Process/script execution of systemsetup -gettimezone, date, ioreg, or API usage (timeIntervalSinceNow, gettimeofday) followed by time-based scheduling (launchd plist modification) or sleep-based execution.

Log Sources
Data Component Name Channel
Process Creation (DC0032) macos:unifiedlog process exec events of systemsetup, date, ioreg with command_line parameters indicating time discovery
Scheduled Job Metadata (DC0005) macos:unifiedlog New/modified launchd plist (persistence/scheduling) within TimeWindow after time query
Mutable Elements
Field Description
LaunchdPaths Organization-specific list of allowed launchd write locations to filter benign agents.
TimeWindow Correlation window to link time discovery to launchd persistence/scheduling.
AllowedCallers Known management agents (e.g., JAMF) that legitimately call systemsetup/date.

ESXi

AN0433

Interactive or remote shell/API invocation of esxcli system clock get or querying time parameters via hostd/vpxa shortly followed by time/ntp configuration checks or scheduled task creation, executed by non-standard accounts or outside maintenance windows.

Log Sources
Data Component Name Channel
Command Execution (DC0064) esxi:shell /var/log/shell.log entries containing “esxcli system clock get”
Process Metadata (DC0034) esxi:hostd /var/log/hostd.log API calls reading/altering time/ntp settings
Scheduled Job Metadata (DC0005) esxi:syslog /var/log/vpxa.log task invocations tied to time configuration
Mutable Elements
Field Description
MaintenanceWindow Only alert if outside approved ops windows.
PrivilegedAccountsAllowList Suppress alerts for known service accounts.
RemoteIPAllowList Whitelist management station IPs.
TimeWindow Correlation between esxcli time query and subsequent hostd/vpxa config calls.

Network Devices

AN0434

Non-standard or rare users/locations issue CLI commands like “show clock detail” or “show timezone”; optionally followed by configuration of time/timezone or NTP sources.
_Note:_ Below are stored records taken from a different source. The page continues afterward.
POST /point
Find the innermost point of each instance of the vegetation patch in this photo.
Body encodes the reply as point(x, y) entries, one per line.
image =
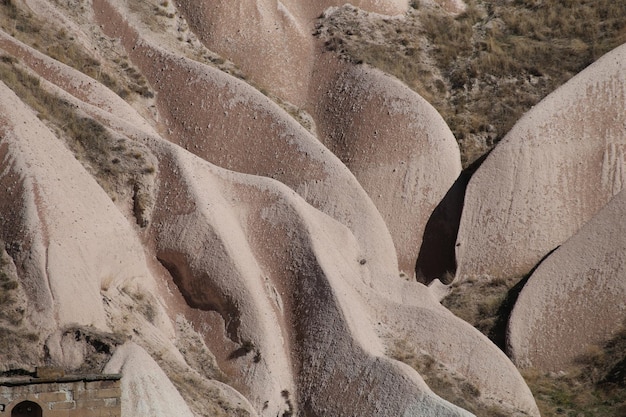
point(595, 386)
point(484, 68)
point(485, 304)
point(449, 385)
point(63, 47)
point(20, 347)
point(116, 163)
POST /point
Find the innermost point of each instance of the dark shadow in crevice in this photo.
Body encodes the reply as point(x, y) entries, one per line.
point(437, 259)
point(498, 333)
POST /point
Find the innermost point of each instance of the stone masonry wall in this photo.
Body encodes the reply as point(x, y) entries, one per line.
point(63, 398)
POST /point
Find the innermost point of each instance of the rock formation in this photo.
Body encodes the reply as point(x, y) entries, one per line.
point(560, 164)
point(228, 211)
point(575, 299)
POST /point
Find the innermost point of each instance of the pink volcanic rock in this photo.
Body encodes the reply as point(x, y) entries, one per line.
point(577, 296)
point(269, 39)
point(146, 389)
point(301, 271)
point(70, 240)
point(560, 164)
point(396, 144)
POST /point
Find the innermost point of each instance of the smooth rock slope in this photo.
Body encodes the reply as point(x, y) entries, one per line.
point(559, 165)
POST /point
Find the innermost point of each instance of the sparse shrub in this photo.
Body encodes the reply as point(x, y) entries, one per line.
point(444, 382)
point(493, 62)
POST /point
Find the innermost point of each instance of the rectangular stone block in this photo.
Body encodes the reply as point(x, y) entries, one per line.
point(99, 393)
point(90, 403)
point(63, 405)
point(102, 384)
point(53, 396)
point(58, 413)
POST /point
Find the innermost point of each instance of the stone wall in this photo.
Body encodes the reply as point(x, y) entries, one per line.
point(85, 396)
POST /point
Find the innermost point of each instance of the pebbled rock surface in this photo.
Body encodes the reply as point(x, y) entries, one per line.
point(576, 298)
point(558, 166)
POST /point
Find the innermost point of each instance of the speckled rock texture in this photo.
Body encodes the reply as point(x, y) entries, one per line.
point(558, 166)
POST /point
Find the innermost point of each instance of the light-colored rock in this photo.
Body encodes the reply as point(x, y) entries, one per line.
point(560, 164)
point(260, 238)
point(269, 39)
point(58, 213)
point(396, 144)
point(577, 296)
point(146, 389)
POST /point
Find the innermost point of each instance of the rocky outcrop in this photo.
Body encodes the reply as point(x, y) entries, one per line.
point(213, 211)
point(575, 299)
point(387, 135)
point(560, 164)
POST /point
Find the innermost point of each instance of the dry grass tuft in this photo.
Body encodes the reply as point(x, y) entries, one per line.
point(63, 47)
point(449, 385)
point(595, 386)
point(485, 304)
point(487, 66)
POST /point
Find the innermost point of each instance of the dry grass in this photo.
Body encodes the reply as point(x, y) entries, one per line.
point(594, 387)
point(115, 163)
point(63, 47)
point(485, 304)
point(487, 66)
point(20, 347)
point(451, 386)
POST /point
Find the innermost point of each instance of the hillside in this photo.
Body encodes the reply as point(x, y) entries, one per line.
point(261, 208)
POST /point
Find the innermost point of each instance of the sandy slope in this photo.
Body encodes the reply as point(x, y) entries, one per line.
point(278, 256)
point(560, 164)
point(575, 299)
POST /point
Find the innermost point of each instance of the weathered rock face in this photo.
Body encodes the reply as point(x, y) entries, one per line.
point(560, 164)
point(146, 387)
point(576, 298)
point(387, 135)
point(270, 40)
point(236, 222)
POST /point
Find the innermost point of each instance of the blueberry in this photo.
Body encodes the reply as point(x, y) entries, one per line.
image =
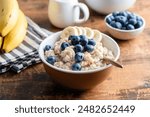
point(92, 42)
point(51, 59)
point(132, 21)
point(78, 48)
point(131, 16)
point(108, 20)
point(76, 67)
point(138, 24)
point(121, 19)
point(138, 18)
point(115, 13)
point(130, 27)
point(123, 13)
point(64, 45)
point(113, 24)
point(47, 48)
point(79, 57)
point(118, 25)
point(112, 17)
point(74, 39)
point(124, 28)
point(89, 48)
point(83, 40)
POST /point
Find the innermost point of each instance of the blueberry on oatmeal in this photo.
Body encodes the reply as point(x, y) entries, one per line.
point(78, 48)
point(76, 67)
point(78, 52)
point(79, 57)
point(64, 45)
point(51, 59)
point(47, 48)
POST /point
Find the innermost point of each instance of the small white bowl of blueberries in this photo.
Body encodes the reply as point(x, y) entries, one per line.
point(124, 25)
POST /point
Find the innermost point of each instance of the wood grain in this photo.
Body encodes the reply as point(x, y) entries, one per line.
point(132, 82)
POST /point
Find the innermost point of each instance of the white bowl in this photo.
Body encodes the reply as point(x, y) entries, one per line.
point(108, 6)
point(78, 79)
point(124, 34)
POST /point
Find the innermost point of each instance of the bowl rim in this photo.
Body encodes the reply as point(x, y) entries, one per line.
point(125, 31)
point(41, 55)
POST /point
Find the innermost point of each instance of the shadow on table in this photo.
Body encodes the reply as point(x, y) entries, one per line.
point(39, 86)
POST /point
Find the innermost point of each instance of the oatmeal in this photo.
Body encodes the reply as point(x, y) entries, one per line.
point(78, 49)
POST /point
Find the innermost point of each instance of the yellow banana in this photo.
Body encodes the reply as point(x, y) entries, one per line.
point(1, 40)
point(16, 35)
point(9, 11)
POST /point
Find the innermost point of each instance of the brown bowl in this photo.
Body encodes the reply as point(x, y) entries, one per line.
point(79, 79)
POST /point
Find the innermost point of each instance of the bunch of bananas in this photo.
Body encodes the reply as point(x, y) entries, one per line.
point(13, 25)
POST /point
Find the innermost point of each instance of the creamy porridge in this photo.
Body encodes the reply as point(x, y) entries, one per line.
point(79, 49)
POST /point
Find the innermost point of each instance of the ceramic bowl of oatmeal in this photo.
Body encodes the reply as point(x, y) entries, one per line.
point(74, 57)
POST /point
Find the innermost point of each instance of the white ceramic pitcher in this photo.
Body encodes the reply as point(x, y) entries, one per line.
point(63, 13)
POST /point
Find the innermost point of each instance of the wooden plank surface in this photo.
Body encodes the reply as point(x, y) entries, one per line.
point(132, 82)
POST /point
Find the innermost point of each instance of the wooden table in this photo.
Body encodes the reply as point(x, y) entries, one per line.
point(132, 82)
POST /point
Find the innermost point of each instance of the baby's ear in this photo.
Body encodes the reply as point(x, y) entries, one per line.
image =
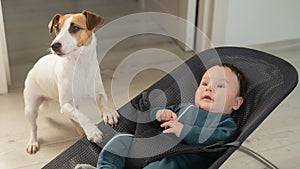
point(238, 102)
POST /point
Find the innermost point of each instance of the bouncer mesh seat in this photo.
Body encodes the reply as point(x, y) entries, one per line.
point(270, 80)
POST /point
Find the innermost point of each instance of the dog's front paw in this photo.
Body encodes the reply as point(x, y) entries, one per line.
point(110, 116)
point(93, 134)
point(32, 147)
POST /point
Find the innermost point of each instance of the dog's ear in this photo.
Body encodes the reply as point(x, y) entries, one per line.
point(92, 20)
point(53, 22)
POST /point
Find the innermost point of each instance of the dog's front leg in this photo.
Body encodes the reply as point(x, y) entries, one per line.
point(108, 114)
point(92, 132)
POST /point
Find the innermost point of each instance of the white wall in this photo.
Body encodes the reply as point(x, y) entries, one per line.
point(247, 22)
point(4, 66)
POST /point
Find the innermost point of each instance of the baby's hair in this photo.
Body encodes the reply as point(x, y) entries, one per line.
point(240, 76)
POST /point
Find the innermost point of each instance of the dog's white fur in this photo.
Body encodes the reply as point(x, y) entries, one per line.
point(68, 75)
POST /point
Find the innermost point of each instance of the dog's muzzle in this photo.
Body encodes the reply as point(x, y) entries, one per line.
point(56, 47)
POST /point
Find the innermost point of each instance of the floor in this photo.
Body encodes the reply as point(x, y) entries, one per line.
point(277, 138)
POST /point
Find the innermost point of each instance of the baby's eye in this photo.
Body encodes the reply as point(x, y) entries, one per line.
point(221, 86)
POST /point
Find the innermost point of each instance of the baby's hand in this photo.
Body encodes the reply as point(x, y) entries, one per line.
point(172, 127)
point(165, 115)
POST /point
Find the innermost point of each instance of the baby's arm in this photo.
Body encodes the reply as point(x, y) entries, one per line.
point(173, 127)
point(165, 115)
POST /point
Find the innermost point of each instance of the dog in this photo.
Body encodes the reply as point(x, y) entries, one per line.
point(69, 74)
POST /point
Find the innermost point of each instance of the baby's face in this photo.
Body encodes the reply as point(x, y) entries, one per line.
point(218, 91)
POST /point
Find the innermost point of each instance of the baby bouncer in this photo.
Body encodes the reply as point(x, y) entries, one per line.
point(270, 80)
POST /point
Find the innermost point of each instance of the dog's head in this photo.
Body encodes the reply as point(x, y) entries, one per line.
point(73, 31)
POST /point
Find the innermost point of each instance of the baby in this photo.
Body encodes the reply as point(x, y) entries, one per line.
point(205, 122)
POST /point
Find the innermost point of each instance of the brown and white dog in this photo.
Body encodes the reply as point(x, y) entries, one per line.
point(70, 74)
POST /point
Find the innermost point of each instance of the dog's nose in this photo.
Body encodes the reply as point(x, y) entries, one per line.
point(56, 47)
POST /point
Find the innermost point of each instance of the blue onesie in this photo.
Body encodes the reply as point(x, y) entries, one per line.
point(200, 127)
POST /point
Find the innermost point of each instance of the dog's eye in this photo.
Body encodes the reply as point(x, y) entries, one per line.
point(74, 28)
point(56, 28)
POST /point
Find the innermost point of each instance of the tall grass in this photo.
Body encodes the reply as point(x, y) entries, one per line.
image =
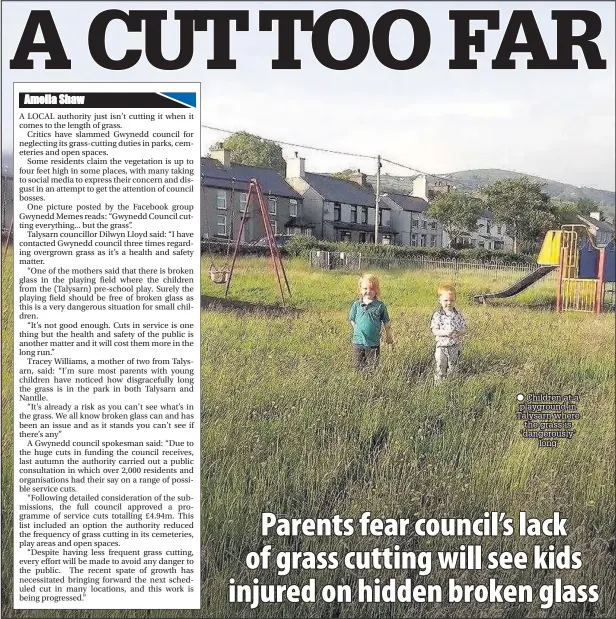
point(288, 427)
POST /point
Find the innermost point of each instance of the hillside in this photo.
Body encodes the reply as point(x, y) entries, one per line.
point(474, 179)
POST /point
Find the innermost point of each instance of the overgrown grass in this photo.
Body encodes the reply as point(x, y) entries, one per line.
point(288, 427)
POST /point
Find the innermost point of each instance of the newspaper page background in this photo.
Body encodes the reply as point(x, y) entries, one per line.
point(325, 492)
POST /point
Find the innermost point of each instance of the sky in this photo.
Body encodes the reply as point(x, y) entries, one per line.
point(557, 124)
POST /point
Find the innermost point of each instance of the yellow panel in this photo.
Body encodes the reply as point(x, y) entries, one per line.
point(550, 250)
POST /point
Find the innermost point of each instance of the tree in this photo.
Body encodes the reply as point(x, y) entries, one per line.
point(522, 207)
point(457, 212)
point(248, 149)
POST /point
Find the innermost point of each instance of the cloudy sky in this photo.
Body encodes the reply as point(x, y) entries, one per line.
point(557, 124)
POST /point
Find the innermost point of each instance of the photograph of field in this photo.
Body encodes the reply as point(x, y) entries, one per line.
point(289, 427)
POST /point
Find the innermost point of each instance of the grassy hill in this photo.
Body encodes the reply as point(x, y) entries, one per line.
point(475, 179)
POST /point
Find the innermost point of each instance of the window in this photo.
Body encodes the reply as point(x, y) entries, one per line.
point(221, 199)
point(221, 225)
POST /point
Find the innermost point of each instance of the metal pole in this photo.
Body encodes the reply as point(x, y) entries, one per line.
point(378, 195)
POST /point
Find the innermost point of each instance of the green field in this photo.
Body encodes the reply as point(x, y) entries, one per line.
point(288, 427)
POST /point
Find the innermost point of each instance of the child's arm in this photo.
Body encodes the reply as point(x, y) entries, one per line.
point(442, 332)
point(388, 336)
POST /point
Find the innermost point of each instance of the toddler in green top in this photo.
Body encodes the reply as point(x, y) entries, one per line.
point(367, 315)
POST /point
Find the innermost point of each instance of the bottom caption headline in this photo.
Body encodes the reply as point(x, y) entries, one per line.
point(539, 558)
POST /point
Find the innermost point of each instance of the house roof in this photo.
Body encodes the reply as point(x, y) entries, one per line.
point(237, 176)
point(409, 203)
point(335, 189)
point(298, 222)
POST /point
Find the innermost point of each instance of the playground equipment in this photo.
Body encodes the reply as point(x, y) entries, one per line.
point(583, 270)
point(254, 189)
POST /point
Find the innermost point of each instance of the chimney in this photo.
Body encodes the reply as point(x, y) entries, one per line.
point(296, 167)
point(358, 177)
point(221, 154)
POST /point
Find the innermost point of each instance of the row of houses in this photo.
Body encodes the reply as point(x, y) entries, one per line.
point(327, 207)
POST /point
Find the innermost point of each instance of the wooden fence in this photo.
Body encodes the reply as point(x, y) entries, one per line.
point(354, 261)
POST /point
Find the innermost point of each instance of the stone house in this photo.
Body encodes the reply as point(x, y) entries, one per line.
point(224, 194)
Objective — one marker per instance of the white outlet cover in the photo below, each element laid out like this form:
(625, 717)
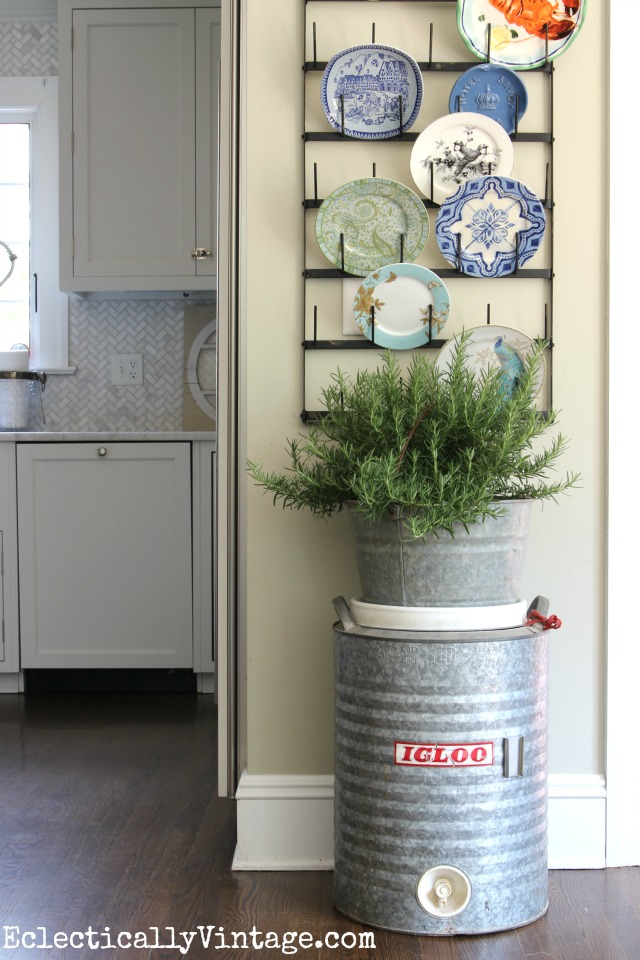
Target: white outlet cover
(126, 369)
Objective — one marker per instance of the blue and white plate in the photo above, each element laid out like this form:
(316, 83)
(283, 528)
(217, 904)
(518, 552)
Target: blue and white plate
(410, 306)
(518, 30)
(480, 228)
(371, 92)
(456, 148)
(495, 92)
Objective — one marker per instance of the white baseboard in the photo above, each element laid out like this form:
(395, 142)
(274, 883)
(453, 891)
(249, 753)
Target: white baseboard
(11, 683)
(577, 819)
(286, 822)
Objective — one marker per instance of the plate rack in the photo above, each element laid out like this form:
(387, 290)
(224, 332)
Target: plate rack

AAA/TACACS+ accounting and syslog correlate execution to identity, source IP, and privilege level.

Log Sources
Data Component Name Channel
Command Execution (DC0064) networkdevice:syslog command-exec: CLI commands containing “show clock”, “show clock detail”, “show timezone” executed by suspicious user/source
File Modification (DC0061) networkdevice:config config-change: timezone or ntp server configuration change after a time query command
Mutable Elements
Field Description
AllowedAdminSubnets Only alert on access from outside the NOC/management subnets.
KnownMaintenanceUsers Whitelist known automation/orchestration accounts.
TimeWindow Correlation window between time query and config change.